While there is a push towards younger people in volunteer roles, Discovery Centre volunteer coordinator Clare Dullard said the contributions of older Australians should not be tossed aside.
"We definitely do not only look for younger people," Ms Dullard said. "We want people of all ages and abilities.
"Volunteering is about being able to provide an additional service to the community. We do accept people that have that experience."
John Wells, 74, has been volunteering at the Discovery Centre for about 12 years. His background as a chemistry lecturer and teacher has been important to his longevity in the volunteer role.
"I work in the workshop, building and repairing exhibits," he said. "I also helped on the floor in the past, explaining things to schools and groups.
"I love interacting with the people who come to the discovery centre. It's great that people - particularly kids - can come and find out things.
Mr Wells has also been a volunteer with the CFA for more than 40 years and also contributes his time to other groups like the learner driver mentor program and the Rural Australians for Refugees group.

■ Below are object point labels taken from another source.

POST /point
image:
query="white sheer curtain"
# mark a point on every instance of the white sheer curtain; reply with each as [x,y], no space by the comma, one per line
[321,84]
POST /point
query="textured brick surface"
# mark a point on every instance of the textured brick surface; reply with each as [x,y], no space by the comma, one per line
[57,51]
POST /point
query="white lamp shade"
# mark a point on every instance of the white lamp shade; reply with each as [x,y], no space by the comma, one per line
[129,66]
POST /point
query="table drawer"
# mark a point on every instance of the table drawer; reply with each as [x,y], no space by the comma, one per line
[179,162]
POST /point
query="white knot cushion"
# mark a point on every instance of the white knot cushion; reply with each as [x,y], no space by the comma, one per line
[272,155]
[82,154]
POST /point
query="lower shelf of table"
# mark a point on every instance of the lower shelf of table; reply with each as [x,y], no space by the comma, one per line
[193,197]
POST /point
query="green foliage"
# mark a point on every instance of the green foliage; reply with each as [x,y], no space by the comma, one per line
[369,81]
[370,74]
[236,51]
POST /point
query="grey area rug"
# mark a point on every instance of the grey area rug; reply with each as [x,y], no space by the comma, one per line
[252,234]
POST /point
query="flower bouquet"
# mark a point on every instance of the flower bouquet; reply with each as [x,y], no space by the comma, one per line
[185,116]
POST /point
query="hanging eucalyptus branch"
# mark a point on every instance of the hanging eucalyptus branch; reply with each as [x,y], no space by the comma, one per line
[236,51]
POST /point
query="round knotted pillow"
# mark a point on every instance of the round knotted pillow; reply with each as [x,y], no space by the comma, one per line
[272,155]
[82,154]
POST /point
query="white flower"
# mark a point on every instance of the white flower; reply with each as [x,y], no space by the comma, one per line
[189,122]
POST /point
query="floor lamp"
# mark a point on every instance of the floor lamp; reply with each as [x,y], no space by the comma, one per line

"Volunteering has always been an important part of my life," he said. "It's become more important since retirement. But it's a great way to meet and interact with people and contribute to the community."
Mr Cue said organisations in Bendigo "welcome you with open arms" regardless of age or ability.
"They give you all the assistance you need," Mr Cue said. "It's almost a home away from home.
"You meet so many good people that appreciate the fact that by volunteers being available, they can keep these places open and they get the benefits of what Bendigo has to offer them."